As you all might be aware VMware is hiking prices again. (Surprise to no one)
Right now Hyper-V seems to be the most popular choice and Proxmox appears to be the runner up. Hyper-V is probably the best for Windows shops but my concern is that it will just become Azure tied at some point. I could be wrong but somehow I don’t trust Microsoft to not screw everyone over. They already deprecated WSUS which is a pretty popular tool for Windows environments.
Proxmox seems to be a great alternative that many people are jumping on. It is still missing some bigger features but things like the data center manager are in the pipeline. However, I think many people (especially VMware admins) are fundamentally misunderstanding it.
Proxmox is not that unique and is built on Foss. You could probably put together a Proxmox like system without completely being over your head. It is just KVM libvirt/qemu and corosync along with some other stuff like ZFS.
What Proxmox does provide is convenience and reliability. It takes time to make a system and you are responsible when things go wrong. Doing the DIY method is a good exercise but not something you want to run in prod unless you have the proper staff and skillset.
And there is where the problem lies. There are companies are coming from a Windows/point in click background who don’t have staff that understand Linux. Proxmox is just Debian under the hood so it is vulnerable to all the same issues. You can install updates with the GUI but if you don’t understand how Linux packaging works you may end up with a situation where you blow off your own foot. Same goes for networking and filesystems. To effectively maintain a Proxmox environment you need expertise. Proxmox makes it very easy to switch to cowboy mode and break the system. It is very flexible but you must be very wary of making changes to the hypervisor as that’s the foundation for everything else.

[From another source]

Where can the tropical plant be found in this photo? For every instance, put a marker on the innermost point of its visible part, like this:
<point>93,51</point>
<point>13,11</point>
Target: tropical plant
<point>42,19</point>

I personally wish Proxmox would serious consider a immutable architecture. TrueNAS already does this and it would be nice to have a solid update system. They would do a stand alone OS image or they could use something based on OStree. Maybe even build in a update manager that can update each node and check the health.
Just my thoughts
If you’re running Proxmox in prod you need to treat it like prod. That means plan and test your changes, have contingency plans, schedule your changes, and be very precise. Try to keep your system as close to stock as possible; just leave it alone.
I’ve run a lot of infrastructure, from VMware, Hyper-V, KVM+QEMU\libvert, oVirt, and PVE, not to mention cloud infra and container orchestration. I did not want to like Proxmox when it showed up on my radar because they don’t use libvert but I tried it anyway and it has earned my respect. Their tooling and design choices are not bad and I expect them to continue to improve.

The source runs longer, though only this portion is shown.